Their newfound frugality and obsession with the $189 million cap could preclude them from re-signing their own stars, as well as poaching players from more penurious and forlorn franchises. Their supposedly fertile farm hasn't produced a star since Robinson Cano. Where's their Matt Harvey? For the first time since the '80s you can assert that the Mets have a better future without being laughed out of the room.
The historically potent Bombers are have been alarmingly impotent. They have scored the second-fewest runs in the American League, and are -24 in run differential. Can anyone recall the last time the Yanks allowed more runs than they scored?

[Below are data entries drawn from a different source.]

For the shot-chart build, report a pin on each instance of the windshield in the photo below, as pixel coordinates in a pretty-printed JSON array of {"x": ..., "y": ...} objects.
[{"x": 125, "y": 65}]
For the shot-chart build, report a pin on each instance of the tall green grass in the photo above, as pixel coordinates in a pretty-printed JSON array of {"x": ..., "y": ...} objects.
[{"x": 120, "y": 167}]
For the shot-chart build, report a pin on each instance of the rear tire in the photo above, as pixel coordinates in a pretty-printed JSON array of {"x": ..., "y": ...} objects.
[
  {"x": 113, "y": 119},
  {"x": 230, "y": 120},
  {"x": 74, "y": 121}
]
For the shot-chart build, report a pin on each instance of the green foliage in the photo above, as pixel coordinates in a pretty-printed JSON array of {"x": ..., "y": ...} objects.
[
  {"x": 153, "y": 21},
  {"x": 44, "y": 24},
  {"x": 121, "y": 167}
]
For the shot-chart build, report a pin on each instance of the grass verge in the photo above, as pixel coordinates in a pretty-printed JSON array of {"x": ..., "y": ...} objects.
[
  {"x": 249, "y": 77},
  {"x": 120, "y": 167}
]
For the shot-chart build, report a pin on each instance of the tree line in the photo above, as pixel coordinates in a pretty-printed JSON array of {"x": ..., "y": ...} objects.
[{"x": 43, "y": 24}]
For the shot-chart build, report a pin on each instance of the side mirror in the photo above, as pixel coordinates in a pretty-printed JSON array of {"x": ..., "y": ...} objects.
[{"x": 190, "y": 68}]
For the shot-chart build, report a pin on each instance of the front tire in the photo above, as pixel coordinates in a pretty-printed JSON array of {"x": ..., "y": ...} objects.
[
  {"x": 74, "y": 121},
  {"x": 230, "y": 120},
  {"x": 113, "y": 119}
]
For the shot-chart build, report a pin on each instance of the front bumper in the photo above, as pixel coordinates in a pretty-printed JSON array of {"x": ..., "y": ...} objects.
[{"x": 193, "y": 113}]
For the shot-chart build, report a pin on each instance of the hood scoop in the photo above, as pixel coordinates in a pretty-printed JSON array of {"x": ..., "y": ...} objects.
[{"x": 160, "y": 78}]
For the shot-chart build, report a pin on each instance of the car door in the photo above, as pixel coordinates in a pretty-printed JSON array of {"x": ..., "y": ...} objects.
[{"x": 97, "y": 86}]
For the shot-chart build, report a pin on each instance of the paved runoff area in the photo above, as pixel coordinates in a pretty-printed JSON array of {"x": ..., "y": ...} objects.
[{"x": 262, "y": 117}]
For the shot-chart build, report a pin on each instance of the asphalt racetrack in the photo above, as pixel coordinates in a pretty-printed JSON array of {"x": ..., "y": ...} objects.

And it should only get worse. Assuming their third basemen doesn't play next year, the Yankees could field a team in 2014 without A-Rod, Curtis Granderson, Andy Pettitte, Phil Hughes, Hiroki Kuroda, Cano and Rivera.
Then there's A-Rod, who isn't just a mess on his own but also is a microcosm of his employer's excesses. Beyond all the luxury taxes and trickle-down economics that have fueled them for these 18 years of bliss, a karmic tax may be the death knell. With no spare change and no farm, there's no future.
10 years ago, the Yankees could have overcome A-Rod. The dual hits in the box office and batter's box can be conquered. But not without their traditional contempt for salary restrictions.
The Yankees made an implicit deal with their fans long ago. They would charge you more at the ballpark and in return you would be assured a superior product. You can't cut back on one but not the other. With sagging ticket sales and TV ratings, this year is proof that fans will boycott a bad product.
Not only can they gaze with quiet envy toward Queens, where the Mets have the best young pitcher on Earth with a possible wing man in Wheeler, and millions coming off the books, but to Pittsburgh, where the Pirates are 23 games over .500, thanks to former Yanks Russell Martin and A.J. Burnett.
Unless they loosen the financial leash strapped around Brian Cashman, this is the end of the Yankees as we've known them since Joe Torre nursed a young Core Four into stardom. Between injury, age and wage, the Yankees have a dim future.
Darth Vader is dying. The Evil Empire is collapsing on itself, on its sins and hubris and the assumption that the logo alone was enough. The Yankees don't scare anyone anymore. They're just scary.